G-d said to Samuel, “Listen to the voice of the nation, to all that they have requested of you. It is not you that they are rejecting. It is I that they have rejected from being King over them.”

I Samuel 8:5-7

“It is I that they have rejected from being King over them.” That’s a pretty severe accusation! Why is God putting such a negative spin on this innocent request? Doesn’t our parsha clearly state that it is a mitzvah to appoint a king? Why is this request now viewed as a rejection of the monarchy of G-d?!

The answer, says the Kli Yakar (R. Shlomo Efraim Luntschitz, 1550-1619), is a small, but highly significant, difference in wording. A request for a king over us is a mitzvah, as per our parsha. But the Jews who came before Samuel did not ask for that. It was not a king over them that they asked for, but a king for them. This is something else altogether.

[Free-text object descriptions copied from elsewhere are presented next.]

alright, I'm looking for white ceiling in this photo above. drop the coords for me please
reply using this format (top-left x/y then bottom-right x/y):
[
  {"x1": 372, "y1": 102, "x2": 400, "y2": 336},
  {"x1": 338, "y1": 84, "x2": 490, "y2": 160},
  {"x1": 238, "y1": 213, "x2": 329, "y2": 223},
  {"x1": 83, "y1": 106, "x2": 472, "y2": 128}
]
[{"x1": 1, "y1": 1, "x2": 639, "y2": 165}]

They did not want a Royal Highness. They were looking for something a lot more democratic. They wanted a “king” who would be under the constant scrutiny of the press, a “king” who answers to the people, a “king” not over and above the people but “for” the people. In short, they asked for a leader whose job description would be to serve the people, not a monarch who is served by the people. (It seems their request was granted to disastrous effect. The two professional failures of King Saul were caused by attempts to cultivate popularity with the people. Cf. I Samuel 13:9-13; 15:24.)

A king who serves the people might make for a legitimate political system, but it is not the kind of king described in our parsha. This explains why the Jews who came to Samuel did not fulfill a mitzvah. However, a question remains. Why did their request constitute a rejection of God? Certainly, the elders of Israel would never engage in an outright rejection of God and this charge should not be taken literally. But what does it mean?

Apparently, our assumption was correct. The political universe in which people live has a profound effect on their relationship with G-d. If you grow up and live in world devoid of respected authority figures, it becomes well nigh impossible to relate to a God who is King. Setting up a monarch who is a puppet of the people ultimately leads to a population that expects God to submit Himself to their will rather than vice versa. God understood that such a political system would undermine His relationship with the Jews and that is why He considered it a personal attack.

For Americans, “monarchy” is a dirty word. But we cannot escape the fact that Elul and Rosh Hashanah are all about accepting a monarch. We have a lot of work to do.